Twenty ekphrastic poems on various photographs, sketches, paintings and music by Botticelli, Monet, Copland, and others.  Cover notes by Lawrence Joseph and Alison Hawthorne Deming. Publications in which some of the poems first appeared: American Literary Review, Buffalo Spree Magazine, Chiron Review, Nimrod, Pacific Review, Paterson Literary Review, Poem (U AL Pr.,) Sycamore Review, (Purdue U. Pr.,) Wallace Stevens Journal

 

On Location, Michael Gessner

These are essays of place, locations where people have found themselves: a tree garden, a historic courthouse in New York's Revolutionary War corridor, an ancient volcano in central Arizona, a man's home given over to birds, Seneca's boyhood home in Ostia Antica, the shores of California's Salton Sea, Philadelphia's Wissahickon where Edgar Allan Poe spent idle hours drifting in a skiff. On Location, Essays of Place attempts to assemble the influences of location, and their necessity to human identity. Colored prints and illustrations.

The Custodian's Journal, Michael Gessner

Simon Walker has been keeping a journal of his last year living on the grounds of the university, the only home he has ever known. In it, he offers an account of his 'family', from kitchen-worker confidants to Nobelists and high-ranking university officials. Among these interlocking narratives, he explains his involuntary transfer to Harmony House, a home for the unfit and unwanted.
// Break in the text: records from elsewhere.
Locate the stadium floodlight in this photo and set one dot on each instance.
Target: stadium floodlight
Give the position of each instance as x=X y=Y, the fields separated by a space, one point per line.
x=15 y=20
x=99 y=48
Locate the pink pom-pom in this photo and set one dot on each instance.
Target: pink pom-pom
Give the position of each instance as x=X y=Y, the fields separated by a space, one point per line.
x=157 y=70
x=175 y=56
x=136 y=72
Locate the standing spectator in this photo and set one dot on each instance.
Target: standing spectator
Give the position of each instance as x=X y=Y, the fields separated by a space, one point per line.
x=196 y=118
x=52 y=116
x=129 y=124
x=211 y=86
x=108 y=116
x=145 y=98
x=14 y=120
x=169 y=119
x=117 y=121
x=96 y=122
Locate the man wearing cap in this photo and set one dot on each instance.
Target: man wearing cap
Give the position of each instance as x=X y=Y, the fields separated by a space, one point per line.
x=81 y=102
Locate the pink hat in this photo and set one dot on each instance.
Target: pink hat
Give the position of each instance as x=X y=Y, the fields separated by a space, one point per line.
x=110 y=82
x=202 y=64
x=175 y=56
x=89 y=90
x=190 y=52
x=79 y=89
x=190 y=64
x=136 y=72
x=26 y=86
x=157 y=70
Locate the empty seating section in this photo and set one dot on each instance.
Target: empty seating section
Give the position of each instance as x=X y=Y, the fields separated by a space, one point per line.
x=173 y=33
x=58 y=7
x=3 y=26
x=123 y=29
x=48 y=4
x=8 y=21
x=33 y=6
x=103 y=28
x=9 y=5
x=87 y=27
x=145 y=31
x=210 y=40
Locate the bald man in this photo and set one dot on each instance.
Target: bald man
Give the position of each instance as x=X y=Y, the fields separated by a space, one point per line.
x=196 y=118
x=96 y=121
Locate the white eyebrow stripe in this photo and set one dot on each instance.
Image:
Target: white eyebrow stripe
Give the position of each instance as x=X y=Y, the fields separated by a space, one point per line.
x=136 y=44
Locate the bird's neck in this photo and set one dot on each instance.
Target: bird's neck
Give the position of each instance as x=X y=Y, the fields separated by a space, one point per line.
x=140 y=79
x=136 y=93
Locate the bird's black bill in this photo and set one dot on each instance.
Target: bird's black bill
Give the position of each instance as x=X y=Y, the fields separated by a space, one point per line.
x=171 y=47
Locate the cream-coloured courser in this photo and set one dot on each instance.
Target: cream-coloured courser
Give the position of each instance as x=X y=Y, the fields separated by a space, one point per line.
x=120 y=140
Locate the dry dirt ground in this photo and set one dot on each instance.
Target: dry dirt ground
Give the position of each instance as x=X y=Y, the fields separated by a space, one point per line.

His chronicle captures the politics of ambition, intrigue, and fame of those who surround him and his own curious contributions which will affect them all.

 

"A great talent." - Ray Powers, Scott & Field

"An important satire on the culture of institutions and the uses of intellect...rich in allegory" - Walter Proctor

"Structurally ingenious." - Jonathan Galassi, Farrar, Straus & Giroux

Beast Book, Michael Gessner

"These poems are lively and smart and musical."

—Robert Pinsky

 

"Spun like fractals from the poet's personal and cultural history; from art, science, and myth, the images of Beast Book stalk the imagination, exposing the symmetries deep within the psychogenesis that informs us . . . . dialectic serves this collection well in its motifs- poet-anima, satyr-sylph, Apollonian-Dionysian-in the process of illuminating our understanding and in the perception of the self . . . . Gessner's best volume, a milestone in contemporary poetry."

 —Gerald Mills

Letters, Michael Gessner

An alphabetic (experimental) longpoem for multiple voices in 26 sections published as a limited edition of 26 copies, signed and numbered.